Uniqueness Constraints

Feldera does not require tables or views to have unique keys. However, specifying them where applicable can improve the reliability of data ingestion from external sources and data delivery to external sinks in two key ways:

  1. Idempotent updates. Unique keys enable idempotent updates by ensuring that each record in a table or view has a unique and stable identifier. This allows systems to deterministically overwrite existing records, avoiding duplication when processing repeated updates.

  2. Atomic updates. Unique keys allow updates to be applied as single atomic operations, rather than as separate delete and insert events.

Below, we describe how unique keys are defined and used for tables and views in Feldera.

Ingesting Data into Tables with Primary Keys

Feldera supports PRIMARY KEY constraints on tables using standard SQL syntax.

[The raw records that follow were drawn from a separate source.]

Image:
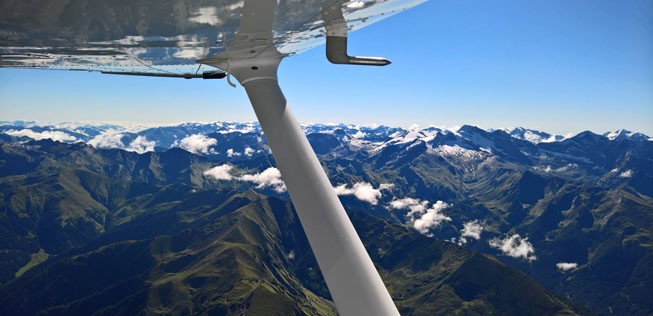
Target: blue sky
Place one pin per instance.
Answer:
(559, 66)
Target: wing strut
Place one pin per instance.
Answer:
(350, 275)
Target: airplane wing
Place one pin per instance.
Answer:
(164, 38)
(214, 39)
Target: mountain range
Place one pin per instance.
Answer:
(568, 219)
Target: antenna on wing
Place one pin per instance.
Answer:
(336, 44)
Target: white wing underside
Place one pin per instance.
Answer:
(157, 37)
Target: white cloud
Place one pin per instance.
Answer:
(109, 139)
(198, 144)
(232, 153)
(53, 135)
(220, 172)
(471, 229)
(626, 174)
(514, 246)
(566, 266)
(206, 15)
(141, 145)
(270, 177)
(422, 217)
(364, 191)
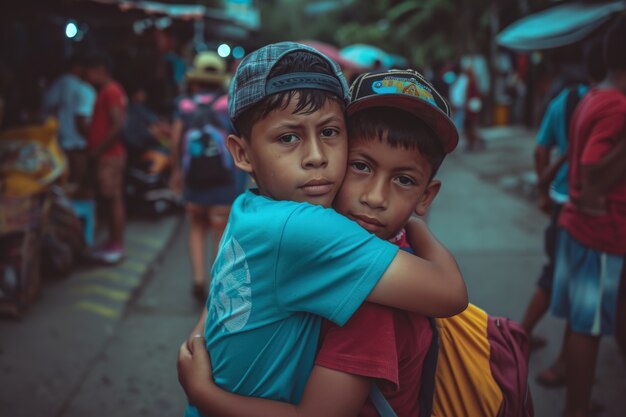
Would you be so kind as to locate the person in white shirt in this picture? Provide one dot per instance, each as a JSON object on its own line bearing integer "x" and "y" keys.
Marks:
{"x": 71, "y": 100}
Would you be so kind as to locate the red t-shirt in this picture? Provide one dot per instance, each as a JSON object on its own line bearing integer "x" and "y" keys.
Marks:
{"x": 382, "y": 343}
{"x": 598, "y": 123}
{"x": 110, "y": 96}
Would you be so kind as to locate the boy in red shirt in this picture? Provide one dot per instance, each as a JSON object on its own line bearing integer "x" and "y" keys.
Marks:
{"x": 107, "y": 152}
{"x": 400, "y": 130}
{"x": 592, "y": 242}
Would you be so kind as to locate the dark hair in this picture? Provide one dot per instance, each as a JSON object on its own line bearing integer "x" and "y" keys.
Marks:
{"x": 594, "y": 60}
{"x": 96, "y": 60}
{"x": 309, "y": 100}
{"x": 614, "y": 41}
{"x": 399, "y": 129}
{"x": 76, "y": 60}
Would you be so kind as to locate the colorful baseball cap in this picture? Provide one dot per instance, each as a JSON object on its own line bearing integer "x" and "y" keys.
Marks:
{"x": 406, "y": 90}
{"x": 251, "y": 84}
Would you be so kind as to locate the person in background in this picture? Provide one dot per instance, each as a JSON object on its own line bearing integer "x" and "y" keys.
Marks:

These constraints are enforced at runtime by maintaining an internal index on the specified key columns:

  • On insert events, Feldera atomically overwrites any existing record with the same primary key.

  • On delete events, Feldera verifies that the specified key exists before applying the deletion. If no matching record is found, the delete is ignored.

Views with Unique Keys

As Feldera processes changes to input tables, it emits incremental updates to output views as a stream of inserts and deletes. An update to an existing record is represented as a delete of the old value followed by an insert of the new value. In many cases, it is preferable to combine these two events into a single atomic update, which requires identifying them as pertaining to the same key.

The SQL language does not support primary or unique key constraints on views. Instead we use the CREATE INDEX statement to define the key as follows:

  1. Use the CREATE INDEX ON <view_name>(<column1>, ..., <columnN>) statement to create an index that groups updates by the specified key columns.

  2. Associate the index with an output connector by setting the connector’s index property to the name of the index. This allows the connector to merge insert and delete events for the same key into a single update event.

The specific behavior of this transformation depends on the data format and transport protocol used. Currently, the index property is supported only for Kafka output connectors configured with the Avro format.

info

Do you need unique key support for other transports and data formats? Let us know by filing an issue on GitHub.

Example

See the Avro format documentation for more examples.

create table my_table (
id bigint,
name string
);

create view my_view
with (
-- Associate `my_index` (see below) with an output connector via the connector’s `index` property.
'connectors' = '[{
"index": "my_index",
"transport": {
"name": "kafka_output",
"config": {
"bootstrap.servers": "127.0.0.1:19092",
"topic": "my_topic",
"auto.offset.reset": "earliest"
}
},
"format": {
"name": "avro",
"config": {
"update_format": "raw",
"registry_urls": ["http://127.0.0.1:18081"]
}
}
}]'
)
as
select * from my_view;

-- Create an index over `my_view`.
create index my_index on my_view(id);
warning

Unlike primary key constraints on tables, uniqueness of indexes on views is not enforced by the Feldera query engine. If an index is defined on columns that do not guarantee uniqueness, this may lead to incorrect behavior or data loss.